Friday, August 12, 2005

The Mosaic's Crumbling Tiles

Decades of propaganda on multiculturalism and mass immigration from non-European countries have not changed the Canadian people's basic sense that Canada remains a Western country, politically, economically and above all else, culturally.

Which is why our governing classes would do well to heed the results of this Strategic Counsel poll and not start lecturing us again about our need to be more tolerant and accepting of foreign immigrants, as if we were a bunch of ignorant racists:

In a country that prides itself on embracing multiculturalism, a new poll finds a large number of Canadians say immigrants from Europe are far more likely to make a positive contribution to Canada than those from Asia, India or the Caribbean.


Immigration has become a controversial issue since the terrorist attacks of 9/11 and recent surveys show Canadians' attitudes have hardened. A Globe and Mail/CTV poll released yesterday found a large majority of Canadians supporting the deportation or jailing of anyone supporting terrorists.

The new Globe/CTV poll, conducted by The Strategic Counsel, found Canadians are generally in favour of the government's current immigration policy and say it strikes the right balance in terms of numbers and countries of origin.

But 41 per cent of Canadians believe the country an immigrant comes from is linked to their likelihood of success in Canada. Among those polled with such views, there were also clear notions of which immigrant groups are more likely to make a positive contribution.

European immigrants -- who tend to be predominantly white -- topped the list with 76 per cent, followed by Asians at 59 per cent.

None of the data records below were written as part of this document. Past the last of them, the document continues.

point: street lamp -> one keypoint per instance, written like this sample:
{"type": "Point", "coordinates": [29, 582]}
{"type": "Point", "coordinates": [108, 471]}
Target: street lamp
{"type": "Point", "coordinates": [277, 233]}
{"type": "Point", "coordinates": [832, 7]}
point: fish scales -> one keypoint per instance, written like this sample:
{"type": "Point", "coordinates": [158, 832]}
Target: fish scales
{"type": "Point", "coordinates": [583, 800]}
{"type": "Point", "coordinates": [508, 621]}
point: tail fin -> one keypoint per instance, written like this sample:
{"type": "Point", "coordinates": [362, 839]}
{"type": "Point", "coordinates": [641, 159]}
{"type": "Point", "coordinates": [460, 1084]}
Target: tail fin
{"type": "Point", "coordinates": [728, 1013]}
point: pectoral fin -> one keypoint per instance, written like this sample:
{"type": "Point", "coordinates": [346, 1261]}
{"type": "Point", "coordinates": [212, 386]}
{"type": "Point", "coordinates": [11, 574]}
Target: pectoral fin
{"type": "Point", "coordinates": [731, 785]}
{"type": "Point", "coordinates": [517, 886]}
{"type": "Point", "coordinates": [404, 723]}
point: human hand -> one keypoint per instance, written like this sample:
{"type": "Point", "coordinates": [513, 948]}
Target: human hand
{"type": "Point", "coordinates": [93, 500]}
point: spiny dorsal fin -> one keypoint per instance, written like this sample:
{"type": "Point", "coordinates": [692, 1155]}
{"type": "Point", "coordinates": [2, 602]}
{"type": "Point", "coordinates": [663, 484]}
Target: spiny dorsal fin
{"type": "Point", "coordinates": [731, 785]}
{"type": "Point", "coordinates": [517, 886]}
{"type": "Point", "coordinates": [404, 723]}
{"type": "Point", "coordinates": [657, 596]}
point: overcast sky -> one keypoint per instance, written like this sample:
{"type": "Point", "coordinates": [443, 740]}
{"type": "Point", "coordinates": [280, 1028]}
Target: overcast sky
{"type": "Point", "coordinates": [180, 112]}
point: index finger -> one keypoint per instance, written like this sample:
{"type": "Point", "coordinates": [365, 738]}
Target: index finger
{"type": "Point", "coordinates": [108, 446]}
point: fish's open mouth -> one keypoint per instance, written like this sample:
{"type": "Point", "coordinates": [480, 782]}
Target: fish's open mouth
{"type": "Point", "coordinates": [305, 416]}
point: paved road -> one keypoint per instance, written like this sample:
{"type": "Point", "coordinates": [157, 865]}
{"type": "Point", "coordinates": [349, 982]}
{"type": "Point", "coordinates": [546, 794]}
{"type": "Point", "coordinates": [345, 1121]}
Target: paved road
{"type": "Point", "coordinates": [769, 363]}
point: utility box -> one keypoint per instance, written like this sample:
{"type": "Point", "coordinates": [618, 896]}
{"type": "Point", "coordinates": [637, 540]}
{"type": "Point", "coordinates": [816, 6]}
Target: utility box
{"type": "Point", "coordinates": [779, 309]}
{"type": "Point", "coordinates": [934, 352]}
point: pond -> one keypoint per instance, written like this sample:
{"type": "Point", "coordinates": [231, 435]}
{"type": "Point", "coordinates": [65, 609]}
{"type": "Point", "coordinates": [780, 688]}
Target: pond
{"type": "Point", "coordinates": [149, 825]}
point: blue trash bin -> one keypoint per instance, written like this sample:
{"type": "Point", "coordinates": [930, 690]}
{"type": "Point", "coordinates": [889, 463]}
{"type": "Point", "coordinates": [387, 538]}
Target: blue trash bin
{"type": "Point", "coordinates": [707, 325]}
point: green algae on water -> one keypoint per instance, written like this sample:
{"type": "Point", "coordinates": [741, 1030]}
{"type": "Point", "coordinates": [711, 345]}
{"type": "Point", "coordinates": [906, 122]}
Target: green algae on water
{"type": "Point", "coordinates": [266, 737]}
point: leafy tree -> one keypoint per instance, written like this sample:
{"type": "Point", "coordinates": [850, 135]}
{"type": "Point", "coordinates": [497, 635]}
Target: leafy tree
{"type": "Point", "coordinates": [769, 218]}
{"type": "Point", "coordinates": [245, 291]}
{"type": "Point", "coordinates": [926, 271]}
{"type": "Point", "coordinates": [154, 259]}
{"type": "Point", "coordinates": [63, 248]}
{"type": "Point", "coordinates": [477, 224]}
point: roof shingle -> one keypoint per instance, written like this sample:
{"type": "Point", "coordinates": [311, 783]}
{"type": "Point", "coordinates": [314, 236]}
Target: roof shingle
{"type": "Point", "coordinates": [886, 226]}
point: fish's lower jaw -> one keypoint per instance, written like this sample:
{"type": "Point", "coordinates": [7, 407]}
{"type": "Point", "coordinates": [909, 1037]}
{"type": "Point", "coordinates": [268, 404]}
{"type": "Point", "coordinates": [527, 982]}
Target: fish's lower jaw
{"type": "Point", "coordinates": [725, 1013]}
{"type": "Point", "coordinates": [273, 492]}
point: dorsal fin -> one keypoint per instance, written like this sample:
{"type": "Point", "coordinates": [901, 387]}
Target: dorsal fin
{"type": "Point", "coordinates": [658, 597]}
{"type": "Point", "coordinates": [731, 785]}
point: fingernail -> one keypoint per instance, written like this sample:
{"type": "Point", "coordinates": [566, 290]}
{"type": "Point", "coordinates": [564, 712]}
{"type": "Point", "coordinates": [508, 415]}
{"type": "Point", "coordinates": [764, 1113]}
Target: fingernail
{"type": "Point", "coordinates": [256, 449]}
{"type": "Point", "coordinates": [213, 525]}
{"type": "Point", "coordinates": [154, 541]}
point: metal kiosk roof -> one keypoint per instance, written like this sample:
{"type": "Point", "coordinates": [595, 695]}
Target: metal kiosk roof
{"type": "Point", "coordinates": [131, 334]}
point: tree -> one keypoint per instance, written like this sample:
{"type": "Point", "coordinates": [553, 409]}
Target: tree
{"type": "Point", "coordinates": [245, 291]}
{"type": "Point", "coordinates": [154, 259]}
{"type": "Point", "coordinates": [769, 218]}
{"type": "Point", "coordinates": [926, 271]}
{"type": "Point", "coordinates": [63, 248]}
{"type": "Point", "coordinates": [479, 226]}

Less than half of that subsection of Canadians, at 45 per cent, believed Indians make a positive contribution and West Indians were viewed favourably by only 33 per cent.

It is not racist to be critical of the effects of multiculturalism, nor to point out some basic truths about Canadian society. It's simply easier to integrate into a society which is closer to one's own society of origin. Wouldn't most Canadians find it easier to integrate into Austria than Afghanistan?

The poll also found Canadians are overwhelmingly in favour of abandoning the "mosaic" approach to multiculturalism that has long been a defining feature of the nation's identity, according to the survey of 1,000 people conducted from Aug. 3-7. A sample of 1,000 has a margin of error of plus or minus 3.1 percentage points, 19 times out of 20.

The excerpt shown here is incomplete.